The Fed Wants to Test How Banks Would Handle Negative Rates
As interest rates turn negative around the world, the Federal Reserve is asking banks to consider the possibility of the same happening in the U.S.
In its annual stress test for 2016, the Fed said it will assess the resilience of big banks to a number of possible situations, including one where the rate on the three-month U.S. Treasury bill stays below zero for a prolonged period.
"The severely adverse scenario is characterized by a severe global recession, accompanied by a period of heightened corporate financial stress and negative yields for short-term U.S. Treasury securities," the central bank said in announcing the stress tests last week.
In that particular simulation, the unemployment rate doubles to 10 percent, the same level it reached in the aftermath of the last financial crisis.
Three-month bill rates have slipped slightly below zero several times in recent years, including in September after the Fed delayed rate liftoff amid global financial market turmoil, touching a low of minus 0.05 percent on Oct. 2.
But in the stress test, banks would have to handle three-month bill rates entering negative territory in the second quarter of 2016, and then falling to negative 0.5 percent and holding there through the first quarter of 2019.
Not a Forecast
"This scenario does not represent a forecast of the Federal Reserve," the central bank said. It also assumes "that the adjustment to negative short-term rates proceeds with no additional financial market disruptions."
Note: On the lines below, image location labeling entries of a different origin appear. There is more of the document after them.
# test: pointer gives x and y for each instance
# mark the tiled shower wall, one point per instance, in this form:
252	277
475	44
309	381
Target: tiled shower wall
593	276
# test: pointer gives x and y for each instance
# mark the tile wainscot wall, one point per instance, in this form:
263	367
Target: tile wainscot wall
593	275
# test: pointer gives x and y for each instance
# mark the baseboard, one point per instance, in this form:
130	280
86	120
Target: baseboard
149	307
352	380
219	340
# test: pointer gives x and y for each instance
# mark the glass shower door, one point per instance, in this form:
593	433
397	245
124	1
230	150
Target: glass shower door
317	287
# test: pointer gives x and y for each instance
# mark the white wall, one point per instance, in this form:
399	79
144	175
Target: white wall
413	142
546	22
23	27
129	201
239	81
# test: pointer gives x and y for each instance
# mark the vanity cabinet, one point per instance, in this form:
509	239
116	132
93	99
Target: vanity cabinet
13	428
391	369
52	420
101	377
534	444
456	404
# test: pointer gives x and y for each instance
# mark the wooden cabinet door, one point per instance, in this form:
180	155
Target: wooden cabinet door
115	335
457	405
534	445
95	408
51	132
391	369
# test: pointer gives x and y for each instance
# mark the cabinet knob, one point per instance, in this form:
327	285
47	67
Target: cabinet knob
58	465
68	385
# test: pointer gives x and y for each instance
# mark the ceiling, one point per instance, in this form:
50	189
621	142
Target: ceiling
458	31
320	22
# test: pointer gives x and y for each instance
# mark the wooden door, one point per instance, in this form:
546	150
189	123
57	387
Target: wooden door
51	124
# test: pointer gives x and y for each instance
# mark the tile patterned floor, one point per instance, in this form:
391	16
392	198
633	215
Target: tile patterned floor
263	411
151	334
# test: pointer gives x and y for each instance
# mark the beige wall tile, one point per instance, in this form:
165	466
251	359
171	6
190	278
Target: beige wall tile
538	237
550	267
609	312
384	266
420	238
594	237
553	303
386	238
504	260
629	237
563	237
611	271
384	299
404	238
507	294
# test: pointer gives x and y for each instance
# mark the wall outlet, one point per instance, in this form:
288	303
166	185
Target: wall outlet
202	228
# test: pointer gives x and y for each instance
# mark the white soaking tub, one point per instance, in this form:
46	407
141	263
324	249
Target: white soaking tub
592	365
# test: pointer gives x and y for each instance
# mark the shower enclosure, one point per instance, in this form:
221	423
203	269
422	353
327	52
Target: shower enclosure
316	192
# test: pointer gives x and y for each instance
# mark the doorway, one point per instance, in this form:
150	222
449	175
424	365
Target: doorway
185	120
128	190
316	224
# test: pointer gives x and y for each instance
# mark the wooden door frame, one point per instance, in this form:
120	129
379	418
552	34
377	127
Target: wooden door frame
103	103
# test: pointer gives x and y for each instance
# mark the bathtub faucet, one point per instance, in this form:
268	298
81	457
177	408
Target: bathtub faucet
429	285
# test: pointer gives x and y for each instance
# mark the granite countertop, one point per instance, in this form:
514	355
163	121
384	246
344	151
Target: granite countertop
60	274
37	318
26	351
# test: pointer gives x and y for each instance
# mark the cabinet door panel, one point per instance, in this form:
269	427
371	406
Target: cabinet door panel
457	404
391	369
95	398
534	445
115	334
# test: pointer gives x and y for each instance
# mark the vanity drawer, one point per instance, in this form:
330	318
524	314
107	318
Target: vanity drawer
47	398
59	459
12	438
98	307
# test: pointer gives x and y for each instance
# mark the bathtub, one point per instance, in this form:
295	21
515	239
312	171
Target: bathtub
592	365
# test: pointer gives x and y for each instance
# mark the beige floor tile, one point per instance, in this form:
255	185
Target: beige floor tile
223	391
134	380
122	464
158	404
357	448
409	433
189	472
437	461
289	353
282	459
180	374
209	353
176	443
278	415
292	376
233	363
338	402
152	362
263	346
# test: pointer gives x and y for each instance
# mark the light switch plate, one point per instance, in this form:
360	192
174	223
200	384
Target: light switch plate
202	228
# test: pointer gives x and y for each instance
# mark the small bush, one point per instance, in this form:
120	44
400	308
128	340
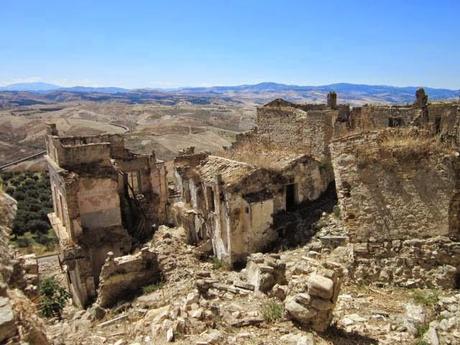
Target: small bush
53	298
336	211
24	241
152	287
426	297
272	311
421	330
422	342
218	264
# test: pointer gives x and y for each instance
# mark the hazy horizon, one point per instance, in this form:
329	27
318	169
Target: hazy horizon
178	43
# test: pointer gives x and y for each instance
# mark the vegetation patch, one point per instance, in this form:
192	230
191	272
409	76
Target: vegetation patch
152	287
53	298
426	297
31	228
272	310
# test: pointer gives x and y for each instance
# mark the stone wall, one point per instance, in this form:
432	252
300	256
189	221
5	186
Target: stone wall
124	276
19	322
288	126
398	194
105	198
394	193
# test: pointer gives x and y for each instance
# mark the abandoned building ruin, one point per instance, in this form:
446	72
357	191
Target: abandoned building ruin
393	170
106	199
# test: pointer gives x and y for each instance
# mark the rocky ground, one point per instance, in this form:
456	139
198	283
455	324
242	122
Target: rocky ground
202	302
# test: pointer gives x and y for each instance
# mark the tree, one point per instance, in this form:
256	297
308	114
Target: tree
53	298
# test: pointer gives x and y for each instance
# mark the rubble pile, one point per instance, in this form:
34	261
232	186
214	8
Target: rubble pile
124	275
19	322
314	306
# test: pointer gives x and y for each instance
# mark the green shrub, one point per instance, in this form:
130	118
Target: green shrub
37	225
218	264
152	287
272	310
53	298
25	240
19	195
336	211
426	297
10	190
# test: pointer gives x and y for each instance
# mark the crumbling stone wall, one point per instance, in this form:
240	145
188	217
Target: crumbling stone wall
19	322
289	126
105	198
398	196
125	275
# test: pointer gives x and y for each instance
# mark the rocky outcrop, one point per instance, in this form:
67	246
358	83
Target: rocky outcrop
264	272
125	275
313	307
19	322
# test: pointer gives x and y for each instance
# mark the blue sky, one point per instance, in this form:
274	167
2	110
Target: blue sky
169	43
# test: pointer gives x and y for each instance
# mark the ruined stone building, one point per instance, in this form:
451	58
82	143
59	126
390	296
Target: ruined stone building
238	201
234	204
106	199
395	169
398	192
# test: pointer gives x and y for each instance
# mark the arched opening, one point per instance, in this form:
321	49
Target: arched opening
454	218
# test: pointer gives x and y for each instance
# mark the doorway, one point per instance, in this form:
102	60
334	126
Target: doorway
291	196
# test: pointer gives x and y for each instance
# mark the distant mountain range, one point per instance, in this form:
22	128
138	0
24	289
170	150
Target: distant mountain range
36	93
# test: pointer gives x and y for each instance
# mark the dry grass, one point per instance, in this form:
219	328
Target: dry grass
402	145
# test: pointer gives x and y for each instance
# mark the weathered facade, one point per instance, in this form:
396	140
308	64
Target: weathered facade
398	192
235	204
106	199
306	128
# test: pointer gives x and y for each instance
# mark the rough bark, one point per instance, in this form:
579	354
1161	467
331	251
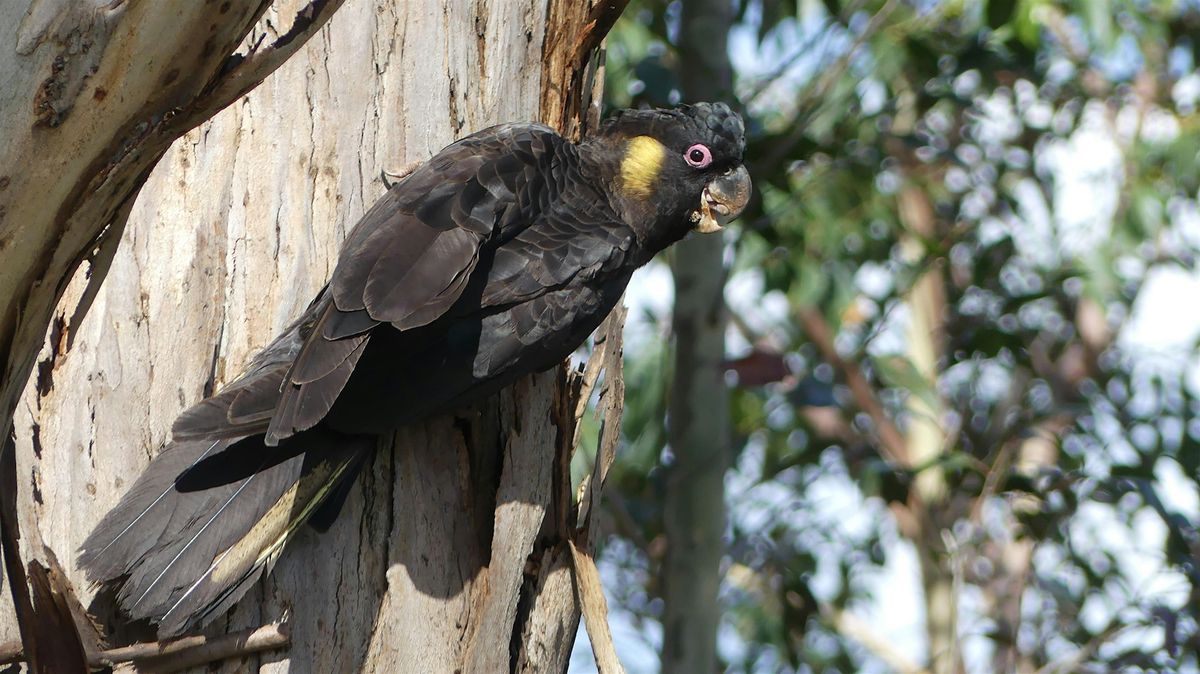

Fed officials have made clear that they are a long way from contemplating a reduction in rates below zero in their benchmark overnight policy rate. Some, though, have suggested they’d be more open to such a move than in the past should the economy deteriorate significantly.
The central bank left its target range for the federal funds rate unchanged at 0.25 percent to 0.5 percent last week after raising it in December for the first time since 2006.
U.S. policy makers decided against pushing rates below zero during the financial crisis partly because of concern it could lead to dangerous dislocations in the money markets.
European Experience
Since then, the European Central Bank and the central banks of Switzerland, Sweden and Denmark have nudged some official lending rates negative without such repercussions, and Fed officials have publicly taken note.
The Bank of Japan became the latest monetary authority push rates into negative territory last week in an effort to spur lagging growth and increase too-low inflation.
Former Fed official Roberto Perli cautioned against drawing conclusions about future Fed actions from the inclusion of negative U.S. rates in the stress test scenario.
"It doesn’t signal anything" about future monetary policy, said Perli, a partner at Cornerstone Macro LLC in Washington.
Nevertheless, it is "another sign that the Fed would not be entirely adverse" to reducing its target rate below zero should economic conditions warrant, he said.
Bill Dudley
New York Fed President William Dudley said last month that policy makers were "not thinking at all seriously of moving to negative interest rates.
"But I suppose if the economy were to unexpectedly weaken dramatically, and we decided that we needed to use a full array of monetary policy tools to provide stimulus, it’s something that we would contemplate as a potential action," he said on Jan. 15.
Fed Vice Chairman Stanley Fischer said Monday that foreign central banks that had resorted to negative interest rates to stimulate their economies had been more successful than he anticipated.
“It’s working more than I can say I expected in 2012,” he told the Council on Foreign Relations in New York. "Everybody is looking at how this works," he added.